ニッスイの就職難易度は食品メーカーの中で「中程度〜やや高め」。
・競争率: 食品・飲料メーカーは人気が高く、大手は倍率が高い。ニッスイも例外ではない
・採用人数: 文系・理系合わせて概ね30〜60名程度(年度による変動大)
・文理比率: 営業・マーケティングは文系中心、研究・品質管理・生産技術は理系中心
注意点:
・「食への熱量」は必須。

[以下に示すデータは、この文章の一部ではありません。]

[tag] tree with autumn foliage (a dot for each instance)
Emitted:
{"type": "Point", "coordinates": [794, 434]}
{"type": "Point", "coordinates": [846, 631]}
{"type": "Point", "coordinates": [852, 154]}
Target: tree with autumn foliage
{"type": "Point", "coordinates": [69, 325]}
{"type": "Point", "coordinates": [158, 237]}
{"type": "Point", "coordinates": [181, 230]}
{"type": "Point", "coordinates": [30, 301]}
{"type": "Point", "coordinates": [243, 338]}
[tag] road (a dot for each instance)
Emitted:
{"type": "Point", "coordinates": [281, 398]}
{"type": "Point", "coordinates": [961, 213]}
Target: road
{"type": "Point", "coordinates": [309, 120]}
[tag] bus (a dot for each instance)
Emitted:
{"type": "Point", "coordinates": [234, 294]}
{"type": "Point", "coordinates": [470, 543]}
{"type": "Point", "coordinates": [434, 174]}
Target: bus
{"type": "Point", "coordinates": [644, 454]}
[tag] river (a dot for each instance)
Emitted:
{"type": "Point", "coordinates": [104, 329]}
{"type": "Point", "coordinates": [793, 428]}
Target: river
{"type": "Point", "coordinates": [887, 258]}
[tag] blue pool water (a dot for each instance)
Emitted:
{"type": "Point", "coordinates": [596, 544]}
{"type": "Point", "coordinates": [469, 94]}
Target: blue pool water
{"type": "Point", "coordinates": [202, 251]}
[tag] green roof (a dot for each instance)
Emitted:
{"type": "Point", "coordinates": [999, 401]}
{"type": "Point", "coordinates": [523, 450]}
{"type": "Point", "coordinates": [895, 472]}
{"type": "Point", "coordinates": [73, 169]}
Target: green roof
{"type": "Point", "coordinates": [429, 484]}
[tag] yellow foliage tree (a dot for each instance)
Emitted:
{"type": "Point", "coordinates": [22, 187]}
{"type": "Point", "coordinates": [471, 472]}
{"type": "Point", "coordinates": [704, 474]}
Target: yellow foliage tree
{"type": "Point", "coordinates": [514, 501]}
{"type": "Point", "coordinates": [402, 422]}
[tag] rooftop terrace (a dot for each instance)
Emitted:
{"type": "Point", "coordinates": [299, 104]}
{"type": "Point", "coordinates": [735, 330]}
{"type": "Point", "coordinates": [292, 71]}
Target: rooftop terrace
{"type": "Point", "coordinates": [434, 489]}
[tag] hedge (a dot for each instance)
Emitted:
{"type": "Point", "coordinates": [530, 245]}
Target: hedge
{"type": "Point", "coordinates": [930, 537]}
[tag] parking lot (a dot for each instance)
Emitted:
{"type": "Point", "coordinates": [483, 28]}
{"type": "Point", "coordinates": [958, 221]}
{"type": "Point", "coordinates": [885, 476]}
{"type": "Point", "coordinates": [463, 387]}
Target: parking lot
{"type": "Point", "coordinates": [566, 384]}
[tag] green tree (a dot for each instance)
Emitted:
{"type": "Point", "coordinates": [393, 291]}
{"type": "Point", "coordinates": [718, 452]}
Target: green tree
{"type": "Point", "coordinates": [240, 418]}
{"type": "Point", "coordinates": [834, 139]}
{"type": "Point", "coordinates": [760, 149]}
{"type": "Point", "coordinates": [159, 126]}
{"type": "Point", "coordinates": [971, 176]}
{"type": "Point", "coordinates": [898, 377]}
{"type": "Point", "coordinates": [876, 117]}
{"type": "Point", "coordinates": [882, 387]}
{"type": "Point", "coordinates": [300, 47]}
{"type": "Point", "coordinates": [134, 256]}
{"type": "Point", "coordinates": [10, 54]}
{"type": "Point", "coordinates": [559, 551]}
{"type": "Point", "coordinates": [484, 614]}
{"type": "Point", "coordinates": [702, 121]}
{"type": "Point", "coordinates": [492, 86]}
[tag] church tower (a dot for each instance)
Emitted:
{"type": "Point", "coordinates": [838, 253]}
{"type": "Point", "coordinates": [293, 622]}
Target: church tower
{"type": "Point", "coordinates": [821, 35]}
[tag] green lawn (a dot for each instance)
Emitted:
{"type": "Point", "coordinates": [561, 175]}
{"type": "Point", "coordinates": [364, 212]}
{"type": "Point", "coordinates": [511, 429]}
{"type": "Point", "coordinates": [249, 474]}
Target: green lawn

「なんとなく大手食品メーカー」で受けると面接で見抜かれる
・水産・食品業界の知識(最低限の業界理解)は絶対に調べておく
・「なぜ水産か」「なぜニッスイか」の答えを自分の言葉で語れることが差別化になる
残業とかWLBはどう?
ニッスイのWLBは食品メーカーの平均的なレベル:
・残業: 月20〜35時間程度(部署・繁忙期によって差あり)
・工場勤務・品質管理は繁忙期や交替制があり得る
・営業は年末年始・お盆前の食品需要期が忙しくなる
・有給取得は近年改善傾向(食品業界全体の取り組みとして)
激務ではないが「完全に余裕のある会社」でもない。IT業界と比べれば残業は少ないが、製造業・食品業界の現場感はある。転勤・産地勤務・海外赴任があることも含め、「ライフスタイル優先」の就活生には合わないケースも。